Cette fois il y a un soupçon d’agacement dans sa voix. Je le comprends et je poursuis sur un ton plus aimable :
— Mettons tout de suite les choses au clair, si vous le voulez bien. Nous avons aidé Tava sans aucune arrière-pensée. Nous ne voulons aucune récompense, aucune aide matérielle. Le hasard nous a fait vous rencontrer, je le constate, c’est tout. C’est vrai que nous ne sommes guère bavards au sujet de notre passé. Nous n’avons jamais eu à faire avec les polices d’aucun pays. Mais je ne tiens pas à en parler, je vous demande seulement de me croire.
Je laisse passer un temps mais il ne réagit pas, attendant que j’en aie terminé. J’admire au passage son calme et poursuis :
— Comprenez que personne ne pourra jamais nous forcer à parler d’une époque que nous voulons oublier. Quant au reste, il m’est très facile de vous aider à nous faire confiance. Je vous ai dit que nous étions de bons techniciens. Pendant le voyage, Tava nous a dit que vous aviez une passion pour les véhicules. Sans avoir réussi jusqu’ici à en mettre au point. Exact ?
Il est surpris et acquiesce.
— Vous utilisez le rob pour faire fonctionner des moteurs « explosifs » comme vous dites. Mais ces moteurs sont de grande taille, n’est-ce pas ?
Cette fois le technicien en lui est intéressé.
— Pas si grande que cela. Nous en construisons qui ne mesurent guère plus de trois mètres de côté.
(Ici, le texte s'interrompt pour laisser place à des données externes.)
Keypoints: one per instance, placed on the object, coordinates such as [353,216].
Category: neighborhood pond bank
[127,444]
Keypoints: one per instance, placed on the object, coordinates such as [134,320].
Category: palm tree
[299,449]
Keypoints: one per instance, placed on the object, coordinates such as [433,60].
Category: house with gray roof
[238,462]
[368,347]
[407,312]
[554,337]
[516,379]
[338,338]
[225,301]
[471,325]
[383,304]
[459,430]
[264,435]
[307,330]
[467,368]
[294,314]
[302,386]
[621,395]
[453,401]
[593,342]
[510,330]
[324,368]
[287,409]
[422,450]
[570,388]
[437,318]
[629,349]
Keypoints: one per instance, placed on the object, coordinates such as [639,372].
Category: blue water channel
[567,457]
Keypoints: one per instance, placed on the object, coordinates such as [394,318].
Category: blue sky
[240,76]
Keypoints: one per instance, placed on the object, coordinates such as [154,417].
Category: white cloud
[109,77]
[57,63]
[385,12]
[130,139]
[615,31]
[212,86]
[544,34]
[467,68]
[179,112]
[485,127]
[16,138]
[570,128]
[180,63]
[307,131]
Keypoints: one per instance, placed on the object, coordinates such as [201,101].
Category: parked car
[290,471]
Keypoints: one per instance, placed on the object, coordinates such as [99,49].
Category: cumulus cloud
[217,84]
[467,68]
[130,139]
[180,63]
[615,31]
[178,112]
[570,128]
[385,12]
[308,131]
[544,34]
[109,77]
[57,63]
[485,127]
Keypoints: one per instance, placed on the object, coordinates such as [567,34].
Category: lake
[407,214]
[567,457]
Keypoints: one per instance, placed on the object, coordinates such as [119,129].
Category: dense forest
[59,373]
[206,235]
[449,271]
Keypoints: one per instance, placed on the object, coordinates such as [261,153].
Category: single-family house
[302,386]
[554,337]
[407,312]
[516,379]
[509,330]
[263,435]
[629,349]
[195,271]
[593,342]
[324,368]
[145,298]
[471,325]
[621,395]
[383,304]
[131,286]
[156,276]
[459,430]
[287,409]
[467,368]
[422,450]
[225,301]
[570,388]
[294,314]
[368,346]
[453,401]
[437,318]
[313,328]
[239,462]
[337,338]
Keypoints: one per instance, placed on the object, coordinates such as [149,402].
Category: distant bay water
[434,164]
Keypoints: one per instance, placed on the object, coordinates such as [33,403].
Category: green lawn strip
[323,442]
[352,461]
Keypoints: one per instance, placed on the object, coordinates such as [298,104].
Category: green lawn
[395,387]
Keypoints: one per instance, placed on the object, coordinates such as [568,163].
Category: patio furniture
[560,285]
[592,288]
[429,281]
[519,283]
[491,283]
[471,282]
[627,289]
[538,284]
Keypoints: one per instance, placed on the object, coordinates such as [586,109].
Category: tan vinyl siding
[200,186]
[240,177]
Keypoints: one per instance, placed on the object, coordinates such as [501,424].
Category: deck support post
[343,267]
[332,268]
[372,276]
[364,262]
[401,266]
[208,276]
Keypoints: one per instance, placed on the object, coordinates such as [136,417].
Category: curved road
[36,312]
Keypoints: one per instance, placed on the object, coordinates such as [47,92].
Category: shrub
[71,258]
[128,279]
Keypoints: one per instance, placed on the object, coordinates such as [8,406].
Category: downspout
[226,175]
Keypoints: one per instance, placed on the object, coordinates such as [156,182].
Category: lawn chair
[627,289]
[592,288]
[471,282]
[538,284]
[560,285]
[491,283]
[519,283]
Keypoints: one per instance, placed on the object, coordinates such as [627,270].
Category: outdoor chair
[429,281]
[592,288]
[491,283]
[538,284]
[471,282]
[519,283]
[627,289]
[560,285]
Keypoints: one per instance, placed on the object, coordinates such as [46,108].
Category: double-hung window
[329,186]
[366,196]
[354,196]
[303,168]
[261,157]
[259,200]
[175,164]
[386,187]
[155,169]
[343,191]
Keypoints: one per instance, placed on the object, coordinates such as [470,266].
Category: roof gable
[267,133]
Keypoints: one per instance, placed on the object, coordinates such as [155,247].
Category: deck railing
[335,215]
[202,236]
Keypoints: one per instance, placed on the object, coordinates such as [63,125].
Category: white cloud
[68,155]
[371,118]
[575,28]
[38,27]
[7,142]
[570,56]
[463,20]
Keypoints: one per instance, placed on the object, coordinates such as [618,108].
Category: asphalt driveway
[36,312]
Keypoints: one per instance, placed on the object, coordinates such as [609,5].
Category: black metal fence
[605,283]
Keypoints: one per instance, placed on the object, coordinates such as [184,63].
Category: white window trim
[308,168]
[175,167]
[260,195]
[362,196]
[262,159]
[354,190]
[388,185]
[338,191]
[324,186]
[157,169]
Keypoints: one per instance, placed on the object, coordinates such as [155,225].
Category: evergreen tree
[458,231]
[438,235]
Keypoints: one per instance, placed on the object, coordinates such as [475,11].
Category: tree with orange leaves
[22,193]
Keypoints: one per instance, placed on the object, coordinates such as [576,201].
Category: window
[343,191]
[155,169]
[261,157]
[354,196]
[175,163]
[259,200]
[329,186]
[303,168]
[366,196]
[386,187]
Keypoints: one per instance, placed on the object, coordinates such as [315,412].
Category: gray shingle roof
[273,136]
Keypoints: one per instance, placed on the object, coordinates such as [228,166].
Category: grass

— Mais leur puissance est inférieure à celle des machines à vapeur, non ?
— Oui… c’est exact.
— Pendant notre voyage, j’ai réfléchi à votre problème et j’ai dessiné un de ces moteurs, mais beaucoup plus petit. En fait il ne devrait pas dépasser plus d’un mètre de long sur cinquante centimètres de large. Mais sa puissance développée doit permettre d’emmener un véhicule à une vitesse de 60 km/h au moins. En réalité ce moteur est terriblement perfectible et je vous indiquerai comment je vois cela.
— Etes-vous sérieux, monsieur Reter ? Tous les hommes de science ont abandonné ces recherches, persuadés qu’on ne peut résoudre les problèmes du poids et de la pression fantastique dans le moteur. Et vous auriez la solution ?
Il n’a pas ajouté « vous », mais je l’ai senti.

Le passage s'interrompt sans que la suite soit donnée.